Sono entrato di fretta per cercare riparo e qualcosa di caldo da bere, per scaldarmi. La salita, per ora può aspettare. Il pub è costruito a valle, a ridosso di una montagna, non molto alta, non una salita così difficile.

Il programma è lasciare la macchina là, al parcheggio del pub, bere qualcosa, scaldarsi un po' e poi partire.

Devo arrivare in cima, c’è una cosa che devo vedere da lassù.

 

Il vecchio mi guarda, si capisce che non sono di zona. Un po' sorpreso, forse anche un po' infastidito dalla mia presenza “turistica”, mi fa un cenno con la testa per richiamare l’attenzione. Quel cenno mi distrae e, invece di ordinare il mio solito black coffee, gli faccio un cenno pure io.

Vestito come sono, capisce subito. Con secco accento della zona mi chiede se voglio andare su.

Intende la montagna. Certo, sono qui apposta.

“First time in Glencoe?”. Me lo chiede con un mezzo sorriso sarcastico.

“Aye!”. Rispondo cercando di usare una flessione quanto più simile alla sua. Ma col gaelico non vado oltre i saluti.

Mi spiega, con velato sarcasmo, che pioggia e vento sono, in qualche modo, il mio benvenuto nella valle.

 

Prima di salire, mi dice, valuta queste tre cose.

Le variabili della salita.

La prima: la fatica che sei disposto a sopportare per arrivare in cima.

La seconda: come sarà la vista una volta arrivato.

Poi si ferma e si fa serio. Lo incalzo, ha detto che erano tre.

Mi guarda con tutti gli anni che si porta addosso. Sospira.

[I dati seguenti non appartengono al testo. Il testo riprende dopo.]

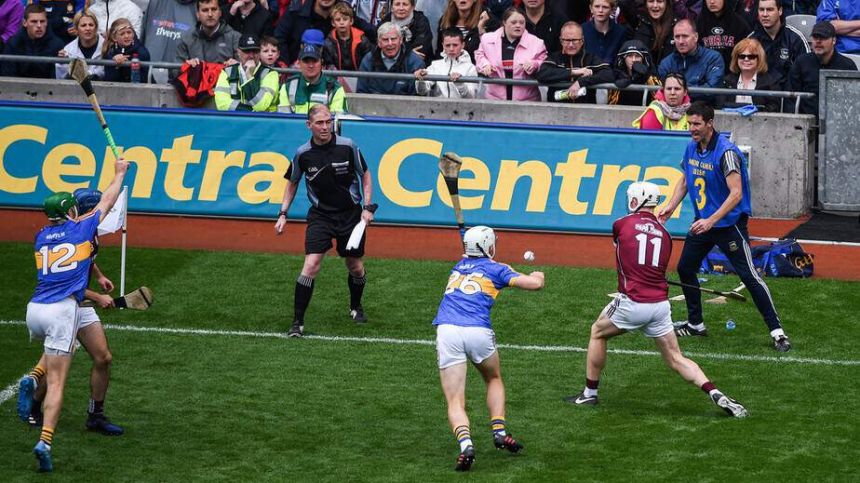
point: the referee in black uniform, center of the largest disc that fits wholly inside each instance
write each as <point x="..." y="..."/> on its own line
<point x="336" y="175"/>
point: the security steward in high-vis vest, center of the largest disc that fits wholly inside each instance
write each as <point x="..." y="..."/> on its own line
<point x="248" y="85"/>
<point x="310" y="87"/>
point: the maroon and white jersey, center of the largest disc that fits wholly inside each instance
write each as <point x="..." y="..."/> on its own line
<point x="642" y="250"/>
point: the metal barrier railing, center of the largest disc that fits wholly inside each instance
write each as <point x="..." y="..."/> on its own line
<point x="797" y="96"/>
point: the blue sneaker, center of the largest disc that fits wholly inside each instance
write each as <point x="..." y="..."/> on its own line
<point x="98" y="422"/>
<point x="26" y="389"/>
<point x="43" y="455"/>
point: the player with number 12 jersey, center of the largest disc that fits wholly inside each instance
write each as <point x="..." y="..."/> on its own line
<point x="63" y="259"/>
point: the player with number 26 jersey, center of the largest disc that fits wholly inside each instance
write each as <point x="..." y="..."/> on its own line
<point x="472" y="289"/>
<point x="63" y="259"/>
<point x="642" y="251"/>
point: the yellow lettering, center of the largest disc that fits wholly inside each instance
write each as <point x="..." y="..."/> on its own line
<point x="510" y="172"/>
<point x="8" y="136"/>
<point x="178" y="158"/>
<point x="611" y="177"/>
<point x="389" y="171"/>
<point x="216" y="163"/>
<point x="572" y="172"/>
<point x="480" y="181"/>
<point x="672" y="177"/>
<point x="54" y="169"/>
<point x="274" y="193"/>
<point x="145" y="163"/>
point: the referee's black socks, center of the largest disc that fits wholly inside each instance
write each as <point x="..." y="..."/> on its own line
<point x="304" y="290"/>
<point x="356" y="289"/>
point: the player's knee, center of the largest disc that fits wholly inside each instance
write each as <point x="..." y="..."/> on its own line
<point x="103" y="359"/>
<point x="686" y="268"/>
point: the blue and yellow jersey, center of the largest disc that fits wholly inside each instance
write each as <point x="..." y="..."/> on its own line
<point x="706" y="174"/>
<point x="63" y="259"/>
<point x="472" y="289"/>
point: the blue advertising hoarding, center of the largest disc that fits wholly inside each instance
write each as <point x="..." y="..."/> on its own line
<point x="215" y="164"/>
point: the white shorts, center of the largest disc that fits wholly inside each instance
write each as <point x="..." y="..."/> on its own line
<point x="87" y="316"/>
<point x="55" y="323"/>
<point x="455" y="344"/>
<point x="654" y="320"/>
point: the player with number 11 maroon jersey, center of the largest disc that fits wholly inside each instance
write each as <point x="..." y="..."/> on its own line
<point x="642" y="250"/>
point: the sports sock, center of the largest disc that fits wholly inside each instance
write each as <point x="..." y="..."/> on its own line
<point x="356" y="289"/>
<point x="464" y="437"/>
<point x="304" y="290"/>
<point x="497" y="424"/>
<point x="38" y="373"/>
<point x="590" y="387"/>
<point x="96" y="407"/>
<point x="47" y="436"/>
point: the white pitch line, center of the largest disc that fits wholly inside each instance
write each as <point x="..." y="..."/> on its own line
<point x="430" y="342"/>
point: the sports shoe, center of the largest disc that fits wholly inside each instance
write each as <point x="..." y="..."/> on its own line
<point x="465" y="459"/>
<point x="26" y="389"/>
<point x="730" y="406"/>
<point x="581" y="400"/>
<point x="781" y="344"/>
<point x="357" y="315"/>
<point x="98" y="422"/>
<point x="297" y="329"/>
<point x="506" y="442"/>
<point x="684" y="329"/>
<point x="43" y="456"/>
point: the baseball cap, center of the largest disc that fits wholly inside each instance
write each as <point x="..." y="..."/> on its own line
<point x="309" y="51"/>
<point x="824" y="30"/>
<point x="249" y="42"/>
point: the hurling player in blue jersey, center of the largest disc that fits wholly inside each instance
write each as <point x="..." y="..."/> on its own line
<point x="92" y="335"/>
<point x="63" y="257"/>
<point x="464" y="332"/>
<point x="716" y="177"/>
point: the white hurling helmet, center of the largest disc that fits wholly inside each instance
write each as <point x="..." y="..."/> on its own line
<point x="480" y="241"/>
<point x="641" y="194"/>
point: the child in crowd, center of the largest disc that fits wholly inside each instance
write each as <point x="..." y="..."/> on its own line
<point x="346" y="45"/>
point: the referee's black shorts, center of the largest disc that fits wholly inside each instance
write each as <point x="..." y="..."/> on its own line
<point x="323" y="227"/>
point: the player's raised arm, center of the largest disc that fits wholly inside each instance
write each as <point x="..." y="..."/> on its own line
<point x="532" y="281"/>
<point x="110" y="195"/>
<point x="677" y="196"/>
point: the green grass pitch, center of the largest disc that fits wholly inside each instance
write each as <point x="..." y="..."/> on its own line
<point x="238" y="407"/>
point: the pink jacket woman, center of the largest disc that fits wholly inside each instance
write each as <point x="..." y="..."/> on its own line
<point x="528" y="56"/>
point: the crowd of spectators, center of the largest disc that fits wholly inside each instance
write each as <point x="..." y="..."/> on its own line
<point x="675" y="44"/>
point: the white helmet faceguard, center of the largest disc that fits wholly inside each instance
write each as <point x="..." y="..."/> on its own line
<point x="641" y="194"/>
<point x="480" y="241"/>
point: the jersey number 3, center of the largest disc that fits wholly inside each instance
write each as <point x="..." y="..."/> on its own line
<point x="468" y="284"/>
<point x="701" y="198"/>
<point x="644" y="241"/>
<point x="56" y="261"/>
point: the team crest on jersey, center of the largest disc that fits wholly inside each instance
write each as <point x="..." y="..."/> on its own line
<point x="648" y="228"/>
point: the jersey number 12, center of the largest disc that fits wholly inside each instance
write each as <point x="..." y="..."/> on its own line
<point x="56" y="264"/>
<point x="644" y="241"/>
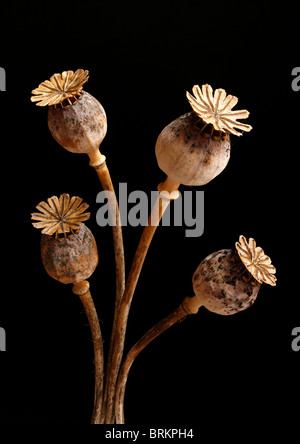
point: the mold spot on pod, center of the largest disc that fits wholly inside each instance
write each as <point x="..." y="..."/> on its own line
<point x="70" y="259"/>
<point x="189" y="156"/>
<point x="223" y="284"/>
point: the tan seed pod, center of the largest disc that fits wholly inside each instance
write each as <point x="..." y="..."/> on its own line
<point x="70" y="259"/>
<point x="223" y="285"/>
<point x="81" y="127"/>
<point x="188" y="155"/>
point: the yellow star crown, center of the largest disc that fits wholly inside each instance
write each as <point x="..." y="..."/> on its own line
<point x="62" y="89"/>
<point x="216" y="109"/>
<point x="60" y="215"/>
<point x="256" y="262"/>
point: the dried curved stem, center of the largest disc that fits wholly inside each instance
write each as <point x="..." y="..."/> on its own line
<point x="107" y="185"/>
<point x="119" y="339"/>
<point x="178" y="315"/>
<point x="82" y="290"/>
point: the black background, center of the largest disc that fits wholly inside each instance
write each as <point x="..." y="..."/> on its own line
<point x="142" y="58"/>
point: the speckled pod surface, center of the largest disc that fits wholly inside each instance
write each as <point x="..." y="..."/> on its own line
<point x="70" y="259"/>
<point x="223" y="285"/>
<point x="188" y="157"/>
<point x="79" y="128"/>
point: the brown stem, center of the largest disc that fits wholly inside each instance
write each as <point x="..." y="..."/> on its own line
<point x="99" y="164"/>
<point x="189" y="306"/>
<point x="82" y="290"/>
<point x="118" y="344"/>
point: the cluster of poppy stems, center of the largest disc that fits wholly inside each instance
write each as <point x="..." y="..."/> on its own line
<point x="191" y="150"/>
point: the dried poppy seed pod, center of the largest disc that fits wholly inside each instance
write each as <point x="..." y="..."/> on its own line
<point x="79" y="128"/>
<point x="76" y="120"/>
<point x="71" y="256"/>
<point x="226" y="282"/>
<point x="187" y="156"/>
<point x="195" y="148"/>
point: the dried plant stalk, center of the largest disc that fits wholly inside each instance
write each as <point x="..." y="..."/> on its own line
<point x="107" y="185"/>
<point x="177" y="315"/>
<point x="82" y="290"/>
<point x="190" y="305"/>
<point x="117" y="347"/>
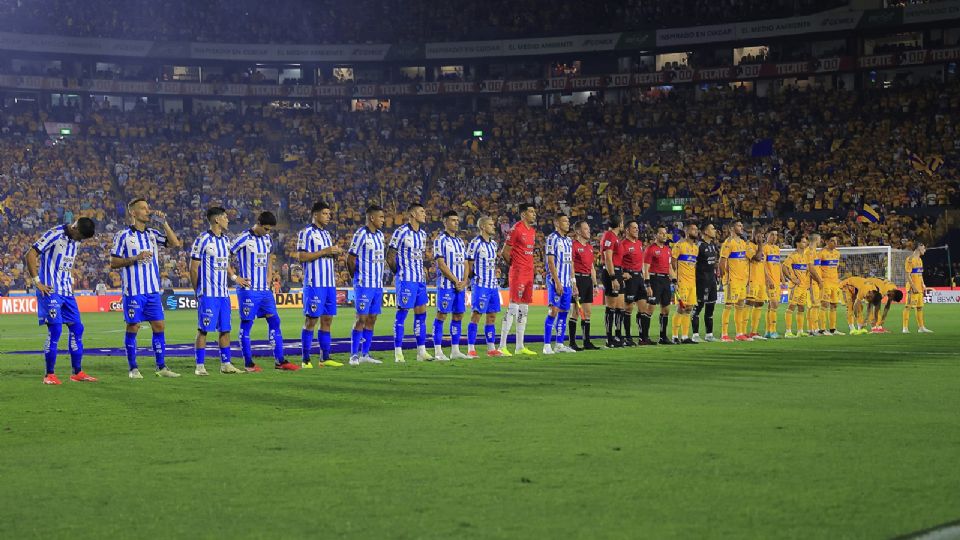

La terza: l’altezza di un eventuale caduta.

 

C’ho messo un po' a capire che andare su in montagna e vivere, anche se in pianura, sono un po' la stessa cosa. Si fa un gran fatica ma la devi tenere, in qualche modo, dentro.

Se poi hai anche la fortuna di arrivare in cima, beh, che vista da lassù!

Ma fai sempre attenzione alle cadute. Giudica l’altezza e se ci riesci, cerca sempre di cadere in piedi.